Tuesday, June 26, 2018

Planet formation starts before star reaches maturity

TMC1A is a still developing star in the constellation Taurus. Red are areas with many dust particles. Green and blue are two types of carbon monoxide. The absence of green / blue carbon monoxide in the inner part indicates that dust particles in the young protoplanetary disk have grown from less than a thousandth of a millimeter to a millimeter.  (c) Jørgensen/Harsono/ESASky/ESAC [CC-BY-SA 3.0]

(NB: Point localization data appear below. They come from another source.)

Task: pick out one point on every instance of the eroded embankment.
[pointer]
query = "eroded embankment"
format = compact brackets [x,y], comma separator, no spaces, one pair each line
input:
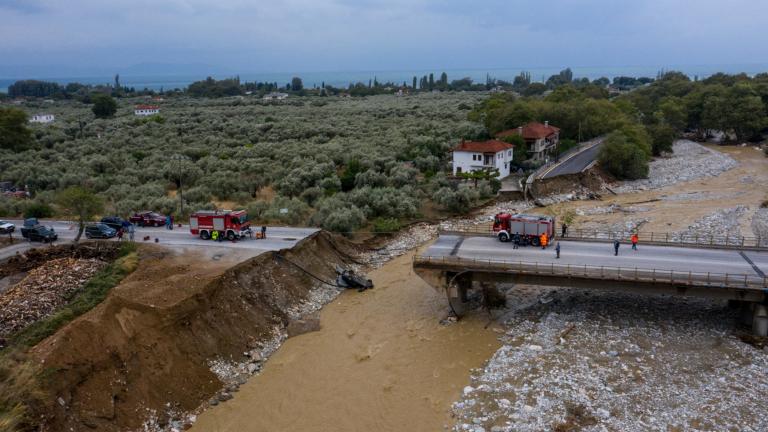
[145,351]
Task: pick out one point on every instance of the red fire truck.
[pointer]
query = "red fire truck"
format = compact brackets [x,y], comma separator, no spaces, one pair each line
[232,225]
[530,227]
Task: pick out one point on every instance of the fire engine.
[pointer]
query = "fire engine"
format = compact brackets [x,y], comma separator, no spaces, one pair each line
[232,225]
[530,227]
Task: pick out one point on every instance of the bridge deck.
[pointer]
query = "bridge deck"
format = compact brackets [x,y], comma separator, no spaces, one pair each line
[734,268]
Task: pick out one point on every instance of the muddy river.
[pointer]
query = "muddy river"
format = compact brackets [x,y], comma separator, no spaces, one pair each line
[381,361]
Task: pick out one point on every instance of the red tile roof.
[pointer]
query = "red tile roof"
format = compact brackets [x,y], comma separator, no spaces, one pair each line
[532,131]
[490,146]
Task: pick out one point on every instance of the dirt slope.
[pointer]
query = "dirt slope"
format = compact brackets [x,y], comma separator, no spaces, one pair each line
[144,350]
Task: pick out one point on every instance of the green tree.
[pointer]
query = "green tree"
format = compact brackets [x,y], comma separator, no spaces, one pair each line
[14,133]
[104,106]
[80,203]
[622,158]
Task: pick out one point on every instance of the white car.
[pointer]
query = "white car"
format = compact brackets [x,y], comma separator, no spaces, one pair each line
[6,227]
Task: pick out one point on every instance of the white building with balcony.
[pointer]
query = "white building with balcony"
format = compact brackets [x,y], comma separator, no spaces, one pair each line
[483,155]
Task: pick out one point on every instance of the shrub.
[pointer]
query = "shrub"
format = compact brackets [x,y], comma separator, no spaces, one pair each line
[386,225]
[38,209]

Artistic impression of a star with a protoplanetary disk and growing grains.
(c) Daria Dall'Olio [CC-BY-SA 3.0]




A European team of astronomers has discovered that dust particles around a star already coagulate before the star is fully grown. Dust particle growth is the first step in the formation of planets. The researchers from the Netherlands, Sweden and Denmark publish their findings in Nature Astronomy. 
 
In recent years, astronomers have discovered numerous planetary systems around other stars. Almost every star is likely to have at least one planet orbiting it. Some of the major questions are centered around how planetary systems form and how this process leads to the observed diversity of planets in numbers and masses. The results of a European research project suggest that planet formation starts very early in the star formation process. 

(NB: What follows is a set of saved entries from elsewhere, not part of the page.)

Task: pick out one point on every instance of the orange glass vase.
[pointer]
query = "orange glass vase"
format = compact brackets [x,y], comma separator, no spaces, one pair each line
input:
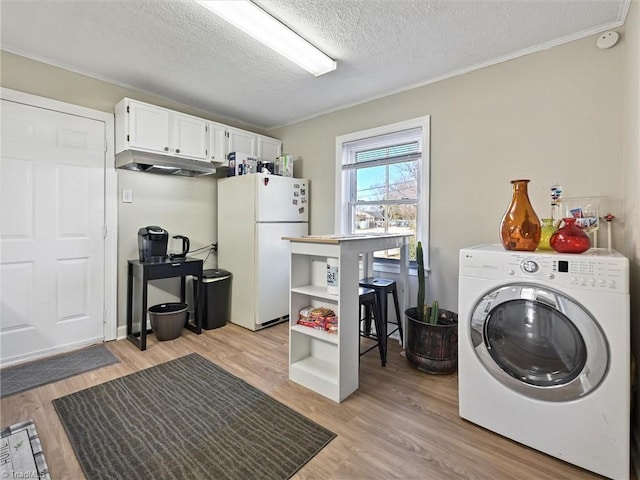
[520,226]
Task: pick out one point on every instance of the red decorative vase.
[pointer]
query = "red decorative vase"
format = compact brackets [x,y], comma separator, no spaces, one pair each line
[570,238]
[520,226]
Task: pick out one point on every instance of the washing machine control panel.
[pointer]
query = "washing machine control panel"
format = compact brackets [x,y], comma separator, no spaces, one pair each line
[588,272]
[597,269]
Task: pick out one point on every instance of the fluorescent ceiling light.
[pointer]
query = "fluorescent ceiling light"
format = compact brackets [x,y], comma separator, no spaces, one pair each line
[250,18]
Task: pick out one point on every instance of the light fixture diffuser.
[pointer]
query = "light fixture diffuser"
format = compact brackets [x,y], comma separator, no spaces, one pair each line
[250,18]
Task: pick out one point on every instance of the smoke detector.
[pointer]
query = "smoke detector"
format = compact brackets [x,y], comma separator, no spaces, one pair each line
[607,40]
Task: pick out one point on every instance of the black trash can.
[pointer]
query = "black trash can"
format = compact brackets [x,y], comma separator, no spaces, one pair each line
[215,298]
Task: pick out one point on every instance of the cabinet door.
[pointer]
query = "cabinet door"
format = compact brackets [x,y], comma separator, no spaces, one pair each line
[149,127]
[242,141]
[189,136]
[269,148]
[217,150]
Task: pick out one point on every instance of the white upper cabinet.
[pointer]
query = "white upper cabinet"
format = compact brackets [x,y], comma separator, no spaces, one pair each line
[217,142]
[141,126]
[189,136]
[156,129]
[242,141]
[149,127]
[269,148]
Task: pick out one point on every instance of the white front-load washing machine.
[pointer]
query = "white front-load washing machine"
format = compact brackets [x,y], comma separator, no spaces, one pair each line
[544,352]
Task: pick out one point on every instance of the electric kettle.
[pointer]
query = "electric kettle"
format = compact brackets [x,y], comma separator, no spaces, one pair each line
[183,249]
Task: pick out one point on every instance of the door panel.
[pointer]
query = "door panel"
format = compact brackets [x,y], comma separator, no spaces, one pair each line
[51,233]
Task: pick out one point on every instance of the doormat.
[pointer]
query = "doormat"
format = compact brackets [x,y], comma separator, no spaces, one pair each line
[21,454]
[185,419]
[51,369]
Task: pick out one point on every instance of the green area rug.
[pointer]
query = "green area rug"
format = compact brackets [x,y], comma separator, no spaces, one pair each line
[186,419]
[34,374]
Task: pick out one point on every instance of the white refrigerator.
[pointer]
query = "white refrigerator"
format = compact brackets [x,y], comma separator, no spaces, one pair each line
[254,212]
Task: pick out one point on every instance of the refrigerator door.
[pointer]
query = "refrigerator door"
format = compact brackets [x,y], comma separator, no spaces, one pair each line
[281,199]
[272,269]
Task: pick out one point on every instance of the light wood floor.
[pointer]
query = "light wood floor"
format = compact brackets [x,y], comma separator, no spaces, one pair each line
[401,423]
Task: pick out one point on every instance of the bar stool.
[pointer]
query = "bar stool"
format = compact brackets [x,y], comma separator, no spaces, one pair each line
[383,287]
[368,300]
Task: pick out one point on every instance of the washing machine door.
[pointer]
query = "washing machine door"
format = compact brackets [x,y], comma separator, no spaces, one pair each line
[539,342]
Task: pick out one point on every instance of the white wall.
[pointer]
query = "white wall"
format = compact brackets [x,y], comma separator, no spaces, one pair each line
[553,116]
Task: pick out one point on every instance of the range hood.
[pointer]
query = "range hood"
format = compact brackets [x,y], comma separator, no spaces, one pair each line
[139,161]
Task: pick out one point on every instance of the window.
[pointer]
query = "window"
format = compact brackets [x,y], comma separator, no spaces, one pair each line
[383,183]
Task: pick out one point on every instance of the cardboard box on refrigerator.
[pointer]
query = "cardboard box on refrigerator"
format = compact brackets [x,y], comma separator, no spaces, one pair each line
[241,164]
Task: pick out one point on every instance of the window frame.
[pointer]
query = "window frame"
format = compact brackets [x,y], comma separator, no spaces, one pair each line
[344,187]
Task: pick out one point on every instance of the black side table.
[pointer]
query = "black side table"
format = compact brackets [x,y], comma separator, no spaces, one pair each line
[143,272]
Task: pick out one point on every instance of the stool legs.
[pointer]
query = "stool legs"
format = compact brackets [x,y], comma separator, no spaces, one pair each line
[398,317]
[372,311]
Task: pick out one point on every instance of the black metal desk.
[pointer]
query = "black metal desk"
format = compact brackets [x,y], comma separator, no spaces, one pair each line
[144,272]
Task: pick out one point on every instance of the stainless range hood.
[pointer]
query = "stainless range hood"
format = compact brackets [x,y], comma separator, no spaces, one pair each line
[138,161]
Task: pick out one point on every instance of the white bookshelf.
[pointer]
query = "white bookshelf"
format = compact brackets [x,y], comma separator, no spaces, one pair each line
[327,363]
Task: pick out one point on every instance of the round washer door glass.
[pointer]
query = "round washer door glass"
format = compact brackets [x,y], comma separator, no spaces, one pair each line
[539,342]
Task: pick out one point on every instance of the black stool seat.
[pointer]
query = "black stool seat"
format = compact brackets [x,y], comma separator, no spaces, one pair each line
[383,287]
[369,300]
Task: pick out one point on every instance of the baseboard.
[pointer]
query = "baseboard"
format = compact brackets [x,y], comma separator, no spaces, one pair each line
[635,451]
[121,332]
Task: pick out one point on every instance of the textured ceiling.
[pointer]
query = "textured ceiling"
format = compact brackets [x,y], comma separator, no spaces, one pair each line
[181,51]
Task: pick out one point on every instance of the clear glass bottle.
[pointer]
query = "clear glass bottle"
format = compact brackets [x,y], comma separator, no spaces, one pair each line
[520,226]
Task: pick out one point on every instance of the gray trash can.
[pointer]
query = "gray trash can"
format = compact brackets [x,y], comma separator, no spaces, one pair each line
[215,298]
[168,320]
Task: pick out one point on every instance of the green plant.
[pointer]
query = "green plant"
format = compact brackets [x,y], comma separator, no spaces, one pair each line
[426,313]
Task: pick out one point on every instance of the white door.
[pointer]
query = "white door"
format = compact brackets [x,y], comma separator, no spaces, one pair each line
[52,247]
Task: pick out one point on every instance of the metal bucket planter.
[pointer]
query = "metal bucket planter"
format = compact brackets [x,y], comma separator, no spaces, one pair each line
[432,348]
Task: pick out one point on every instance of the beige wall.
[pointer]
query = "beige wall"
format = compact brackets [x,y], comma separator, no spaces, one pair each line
[553,116]
[632,180]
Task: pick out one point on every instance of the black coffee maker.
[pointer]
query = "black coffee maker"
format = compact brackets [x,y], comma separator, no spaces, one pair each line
[152,244]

The researchers used the Atacama Large Millimeter Array for their discovery. ALMA is a collection of 66 linked radio telescopes spread over 16 kilometer in the Atacama desert in Chile. The researchers pointed the telescope toward TMC1A, a still developing star in the constellation Taurus (the Bull). 

The astronomers saw a striking lack of carbon monoxide radiation in a disc-shaped area near the star. They suspected that the radiation was blocked by big dust particles. Using numerical models, they could demonstrate that indeed the dust particles in the young protoplanetary disk have probably grown from a thousandth of a millimeter to a millimeter. 

Lead researcher Daniel Harsono (Leiden University, the Netherlands) explains why this is so surprising: "The results indicate that planets already start forming while the star is still developing. The star is only half to three-quarters of its final mass. This is new." 

Per Bjerkeli (Chalmers University, Sweden) highlights the implication of early grain growth: "It can be an explanation for the formation of giant planets that are comparable to Jupiter and Saturn. Only early protoplanetary discs contain sufficient mass to form giant planets." 

Co-researcher Matthijs van der Wiel (ASTRON, Netherlands Institute for Radio Astronomy) is pleased with the clear and unambiguous observations. "This early particle growth could be an exception, of course. Maybe this young disk is very special." 

In the future, the researchers want to look for tell-tale signs of planet formation around other protostars in similar manner. "Currently, ALMA is the only observatory capable of resolving dust and gas emission at scales where new planets are forming, matching the scales in our Solar system. In the future, similarly high resolution observations will be attained with the dishes of the Square Kilometre Array (SKA) to be built in South Africa. Compared with ALMA’s millimeter wave detectors, the SKA will be sensitive to wavelengths of 2 cm and above, and will therefore help to localize centimeter-sized grains, the next step up in the journey from tiny dust particles to planets," says Van der Wiel.



Reference:
 
"Evidence for the start of planet formation in a young circumstellar disk." By: Daniel Harsono (1), Per Bjerkeli (2), Matthijs H.D. van der Wiel (4), Jon P. Ramsey (3), Luke T. Maud (1), Lars E. Kristensen (3) & Jes K. Jørgensen (3). 1. Leiden University, the Netherlands. 2. Chalmers University of Technology, Sweden. 3. University of Copenhagen, Danmark. 4. ASTRON, Dwingeloo, the Netherlands. In: Nature Astronomy, 25 June 2018.